The question is, why? They don’t have to change anything. They have a joint venture with Rio Tinto Exploration and Core Lithium as a shareholder—one giant and one significant player. A look into their financial records reveals that the company is frugal, which is a smart strategy in today’s economy. With that said, drills are still spinning at Lake Johnston.


Right Geology, Right Place

Many investors widely overlook geology but is clearly well understood by the management of Charger. The Yilgarn greenstone and granite geology is a substantial geological feature that has produced world-class resources and grades. It not only hosts lithium deposits but is also highly prospective for nickel and gold. Charger Metals’ best intercept at Lake Johnston has been 18 meters at 1.46% Li2O at the Medcalf West target. While this may not be the largest intercept in the region, it is certainly respectable and has garnered the attention of Rio Tinto. In addition to this intercept, the company has many mapped spodumene-bearing pegmatites that will keep them occupied for some time. With the acquisition of Bynoe, there is certainly considerable exploration upside.

The company is in a strong position with multiple pegmatite targets, including the Mt. Day targets.
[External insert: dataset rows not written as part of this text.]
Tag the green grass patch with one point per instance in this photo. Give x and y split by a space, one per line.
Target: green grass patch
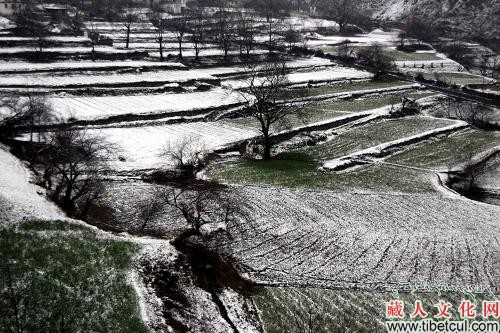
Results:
322 111
342 310
457 78
345 87
374 134
448 151
70 280
288 171
36 225
412 56
395 55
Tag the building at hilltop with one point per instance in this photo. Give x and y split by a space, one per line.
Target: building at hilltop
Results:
170 6
9 7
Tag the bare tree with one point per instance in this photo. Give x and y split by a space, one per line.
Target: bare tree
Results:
272 10
200 203
32 22
341 11
129 17
159 21
375 57
187 154
224 28
180 26
246 32
149 209
292 37
344 51
75 21
24 113
198 32
418 26
269 100
74 166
As you may know, pegmatites typically occur in swarms or clusters, and not all of them are mineralized. The reasons for this are still not completely understood, but fractionation can provide some explanation.

So why is it important to have many targets?

Because all resources are consolidated into one, each pegmatite is included in a Maiden Resource Estimate (MRE), which serves as the foundation for the project’s economic valuation.


Do you need to have massive pegmatites to create a mine?

No, not if the underlying thesis is correct. If the electric vehicle (EV) boom continues and we move toward widespread adoption of electric vehicles, there will be a strong demand for lithium. Although lithium is a very abundant element and can even be found in water at economic levels, it will still be profitable to extract it from conventional hard rock sources like pegmatites.


Charger will likely find more

With the Mt. Day targets set for drilling, which features outcropping spodumene, and the proven effectiveness of soil sampling methods to delineate pegmatites—as demonstrated by TG Metals, their neighbor—there is significant potential for future discoveries. Additionally, with a partner like Rio Tinto heavily invested in lithium, as shown by their Arcadium acquisition, any substantial resource discovery could lead to an obvious buyer.

While high-grade nickel is not the current target given today’s prices, it’s still worth considering the possibility of finding nickel in these rocks when evaluating the surrounding geology.


Conclusion

The stock has bottomed out, and as the sole player in the lithium market, it’s understandable considering that current operations are shutting down or barely making a profit. However, has anything materially changed? No.

The company has continued to fulfill its commitments and has even expanded its projects while others are selling off. My guess is that they believe prices will rebound and that their resilience in the market will ultimately pay off and that is why they could be the next exciting story in WA.